In jedem Fall ist es angebracht, sich vor Beginn der Maßnahme - Haus Verputzen - Informationen über die Kosten und die Materialpreise zu beschaffen. Müssen größere Flächen saniert werden, ist Verputzen durchaus kein Kinderspiel. Als handwerklich unerfahrene Person kann man eine ganze Menge falsch machen, was bei einem Putz, der nicht lotgerecht angebracht ist, sofort ins Auge sticht.
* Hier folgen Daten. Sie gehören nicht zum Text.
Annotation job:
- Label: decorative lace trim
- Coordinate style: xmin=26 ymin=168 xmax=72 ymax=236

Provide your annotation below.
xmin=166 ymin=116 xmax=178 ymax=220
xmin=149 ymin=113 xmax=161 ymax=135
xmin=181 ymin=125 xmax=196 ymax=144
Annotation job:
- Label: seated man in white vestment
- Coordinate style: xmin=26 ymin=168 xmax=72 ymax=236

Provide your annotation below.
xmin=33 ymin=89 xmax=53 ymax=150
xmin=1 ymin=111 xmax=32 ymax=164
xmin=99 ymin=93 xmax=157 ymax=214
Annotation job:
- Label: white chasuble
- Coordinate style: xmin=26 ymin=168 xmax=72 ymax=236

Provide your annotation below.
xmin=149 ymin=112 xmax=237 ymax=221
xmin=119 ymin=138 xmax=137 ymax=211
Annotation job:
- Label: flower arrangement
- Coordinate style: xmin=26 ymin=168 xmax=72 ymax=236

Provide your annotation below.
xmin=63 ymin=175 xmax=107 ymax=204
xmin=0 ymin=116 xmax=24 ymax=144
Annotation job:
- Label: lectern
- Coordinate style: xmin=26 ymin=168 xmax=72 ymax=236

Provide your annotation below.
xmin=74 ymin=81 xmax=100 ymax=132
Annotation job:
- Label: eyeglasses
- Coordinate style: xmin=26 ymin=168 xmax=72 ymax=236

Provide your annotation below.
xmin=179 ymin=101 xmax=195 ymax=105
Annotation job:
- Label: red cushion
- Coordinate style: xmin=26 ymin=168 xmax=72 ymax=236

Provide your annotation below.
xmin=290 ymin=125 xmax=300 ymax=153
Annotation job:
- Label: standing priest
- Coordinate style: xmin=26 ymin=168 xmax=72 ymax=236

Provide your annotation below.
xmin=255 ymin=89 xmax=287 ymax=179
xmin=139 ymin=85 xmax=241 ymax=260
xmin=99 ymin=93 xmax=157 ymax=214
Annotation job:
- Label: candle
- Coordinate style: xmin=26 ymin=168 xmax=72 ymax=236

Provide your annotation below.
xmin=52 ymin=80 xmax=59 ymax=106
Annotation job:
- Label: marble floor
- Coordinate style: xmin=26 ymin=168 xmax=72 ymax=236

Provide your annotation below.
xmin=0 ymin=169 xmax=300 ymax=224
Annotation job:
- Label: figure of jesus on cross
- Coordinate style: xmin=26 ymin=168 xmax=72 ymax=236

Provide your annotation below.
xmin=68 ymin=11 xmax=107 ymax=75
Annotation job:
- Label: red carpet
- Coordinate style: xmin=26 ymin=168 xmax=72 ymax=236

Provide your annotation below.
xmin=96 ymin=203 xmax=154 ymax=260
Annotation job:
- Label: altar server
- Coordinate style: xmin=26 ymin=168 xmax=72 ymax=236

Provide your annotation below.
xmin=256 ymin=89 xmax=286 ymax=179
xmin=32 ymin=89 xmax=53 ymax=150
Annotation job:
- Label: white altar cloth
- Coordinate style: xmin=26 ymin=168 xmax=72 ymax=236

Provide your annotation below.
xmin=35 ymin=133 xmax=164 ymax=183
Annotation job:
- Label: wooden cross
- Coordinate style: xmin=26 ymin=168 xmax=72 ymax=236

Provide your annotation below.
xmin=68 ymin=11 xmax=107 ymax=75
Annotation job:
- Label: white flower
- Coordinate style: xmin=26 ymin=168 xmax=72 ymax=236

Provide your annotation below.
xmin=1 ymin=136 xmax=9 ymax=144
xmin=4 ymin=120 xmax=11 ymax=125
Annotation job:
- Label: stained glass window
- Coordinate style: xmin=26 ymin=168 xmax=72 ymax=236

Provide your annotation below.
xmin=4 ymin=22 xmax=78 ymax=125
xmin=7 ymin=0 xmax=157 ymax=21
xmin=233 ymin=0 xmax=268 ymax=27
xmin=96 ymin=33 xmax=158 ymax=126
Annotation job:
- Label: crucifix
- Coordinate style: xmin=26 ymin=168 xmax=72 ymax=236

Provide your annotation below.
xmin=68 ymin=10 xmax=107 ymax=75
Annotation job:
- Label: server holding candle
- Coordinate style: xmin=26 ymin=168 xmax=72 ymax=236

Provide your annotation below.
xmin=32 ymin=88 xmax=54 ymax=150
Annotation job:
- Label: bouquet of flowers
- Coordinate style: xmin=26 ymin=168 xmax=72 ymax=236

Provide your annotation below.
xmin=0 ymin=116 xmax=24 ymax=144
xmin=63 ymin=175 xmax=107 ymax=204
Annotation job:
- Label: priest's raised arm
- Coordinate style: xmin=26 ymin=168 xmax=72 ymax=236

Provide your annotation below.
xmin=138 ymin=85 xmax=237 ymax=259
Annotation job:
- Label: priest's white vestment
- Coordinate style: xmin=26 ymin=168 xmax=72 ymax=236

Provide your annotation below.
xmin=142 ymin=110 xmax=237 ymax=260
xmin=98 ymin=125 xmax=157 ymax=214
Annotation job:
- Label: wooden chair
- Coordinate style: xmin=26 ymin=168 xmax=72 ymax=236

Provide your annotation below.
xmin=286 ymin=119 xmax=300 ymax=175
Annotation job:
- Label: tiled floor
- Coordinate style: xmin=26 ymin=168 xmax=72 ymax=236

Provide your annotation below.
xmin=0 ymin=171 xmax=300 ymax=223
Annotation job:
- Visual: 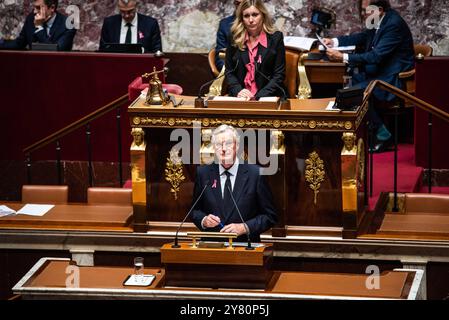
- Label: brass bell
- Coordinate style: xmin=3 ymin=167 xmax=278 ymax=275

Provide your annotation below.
xmin=142 ymin=67 xmax=169 ymax=106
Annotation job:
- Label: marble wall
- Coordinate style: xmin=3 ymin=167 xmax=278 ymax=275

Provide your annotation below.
xmin=0 ymin=0 xmax=449 ymax=55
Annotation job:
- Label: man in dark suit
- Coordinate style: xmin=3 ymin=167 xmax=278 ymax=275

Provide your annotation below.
xmin=0 ymin=0 xmax=76 ymax=51
xmin=325 ymin=0 xmax=414 ymax=151
xmin=215 ymin=0 xmax=243 ymax=70
xmin=192 ymin=125 xmax=277 ymax=242
xmin=100 ymin=0 xmax=162 ymax=53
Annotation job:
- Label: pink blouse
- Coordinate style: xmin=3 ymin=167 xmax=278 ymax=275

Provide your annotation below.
xmin=244 ymin=30 xmax=268 ymax=95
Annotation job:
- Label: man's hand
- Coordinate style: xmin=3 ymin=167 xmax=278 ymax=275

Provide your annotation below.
xmin=323 ymin=38 xmax=334 ymax=48
xmin=237 ymin=89 xmax=254 ymax=100
xmin=203 ymin=214 xmax=221 ymax=228
xmin=220 ymin=223 xmax=246 ymax=236
xmin=34 ymin=5 xmax=47 ymax=28
xmin=326 ymin=49 xmax=343 ymax=62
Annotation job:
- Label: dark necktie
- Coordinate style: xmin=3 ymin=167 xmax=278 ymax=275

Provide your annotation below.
xmin=125 ymin=22 xmax=132 ymax=43
xmin=42 ymin=22 xmax=48 ymax=36
xmin=223 ymin=170 xmax=233 ymax=215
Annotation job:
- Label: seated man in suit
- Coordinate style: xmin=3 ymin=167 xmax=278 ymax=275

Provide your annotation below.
xmin=192 ymin=125 xmax=277 ymax=242
xmin=215 ymin=0 xmax=243 ymax=70
xmin=325 ymin=0 xmax=414 ymax=151
xmin=0 ymin=0 xmax=76 ymax=51
xmin=100 ymin=0 xmax=162 ymax=53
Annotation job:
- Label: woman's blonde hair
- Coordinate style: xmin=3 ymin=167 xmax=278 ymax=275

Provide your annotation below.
xmin=231 ymin=0 xmax=276 ymax=51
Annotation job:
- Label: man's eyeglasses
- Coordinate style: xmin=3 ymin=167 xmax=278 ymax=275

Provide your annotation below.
xmin=214 ymin=141 xmax=234 ymax=150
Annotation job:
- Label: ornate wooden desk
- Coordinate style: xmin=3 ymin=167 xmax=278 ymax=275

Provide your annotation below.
xmin=13 ymin=258 xmax=422 ymax=300
xmin=128 ymin=97 xmax=367 ymax=238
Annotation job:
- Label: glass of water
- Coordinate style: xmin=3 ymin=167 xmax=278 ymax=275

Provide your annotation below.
xmin=134 ymin=257 xmax=144 ymax=282
xmin=343 ymin=76 xmax=352 ymax=89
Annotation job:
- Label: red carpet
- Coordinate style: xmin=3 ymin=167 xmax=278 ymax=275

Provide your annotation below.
xmin=369 ymin=144 xmax=422 ymax=210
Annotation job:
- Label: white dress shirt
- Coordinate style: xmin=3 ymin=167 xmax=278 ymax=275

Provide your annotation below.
xmin=332 ymin=14 xmax=385 ymax=64
xmin=218 ymin=158 xmax=239 ymax=198
xmin=34 ymin=13 xmax=56 ymax=36
xmin=120 ymin=13 xmax=137 ymax=43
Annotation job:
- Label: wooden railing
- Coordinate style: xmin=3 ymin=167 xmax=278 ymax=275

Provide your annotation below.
xmin=363 ymin=80 xmax=449 ymax=122
xmin=362 ymin=80 xmax=449 ymax=212
xmin=23 ymin=94 xmax=128 ymax=186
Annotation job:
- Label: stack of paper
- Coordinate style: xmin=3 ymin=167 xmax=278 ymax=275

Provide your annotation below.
xmin=284 ymin=36 xmax=317 ymax=51
xmin=17 ymin=204 xmax=55 ymax=217
xmin=0 ymin=205 xmax=16 ymax=217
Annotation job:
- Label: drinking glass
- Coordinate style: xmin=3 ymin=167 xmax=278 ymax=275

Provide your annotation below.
xmin=134 ymin=257 xmax=144 ymax=282
xmin=343 ymin=76 xmax=352 ymax=89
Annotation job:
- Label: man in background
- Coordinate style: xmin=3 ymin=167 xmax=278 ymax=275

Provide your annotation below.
xmin=324 ymin=0 xmax=414 ymax=151
xmin=215 ymin=0 xmax=243 ymax=71
xmin=0 ymin=0 xmax=76 ymax=51
xmin=100 ymin=0 xmax=162 ymax=53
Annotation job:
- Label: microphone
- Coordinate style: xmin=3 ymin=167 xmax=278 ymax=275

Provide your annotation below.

Wie sollte man ein Haus verputzen?

  • Möchte man die Fassade seines Hauses verputzen, muss man sich zwischen dickem oder dünnem Putz entscheiden. Gründe für ein Verputzen sind sehr unterschiedlich und ebenso zahlreich. Fassaden sollen eine gewisse Optik zeigen. Sie sollen auch das Bauwerk vor Kälte und Feuchtigkeit schützen. Hausmauern aus Tonziegeln brauchen nur mit einer dünnen Putzschicht versehen werden.
  • Bei einigen Fabrikaten ist das Aufbringen einer Grundierung, sogenannter Primer, notwendig. Sauberer und staubfreier Untergrund sind Grundvoraussetzungen für ein späteres gutes Putzergebnis. Wenn eine größere Baufirma beauftragt wird, besitzt diese meist ein Spritzgerät zum Aufbringen von Putz. Vom Zeitaufwand ist das sicher die beste Lösung.

Kosten für Fassadenputz treten sehr unterschiedlich hoch auf

Dafür gibt es mehrere Gründe. Wichtige Kostengrößen sind natürlich die Putzflächen am Haus und die Wahl des Putzes, einschließlich seiner aufzubringenden Dicke. 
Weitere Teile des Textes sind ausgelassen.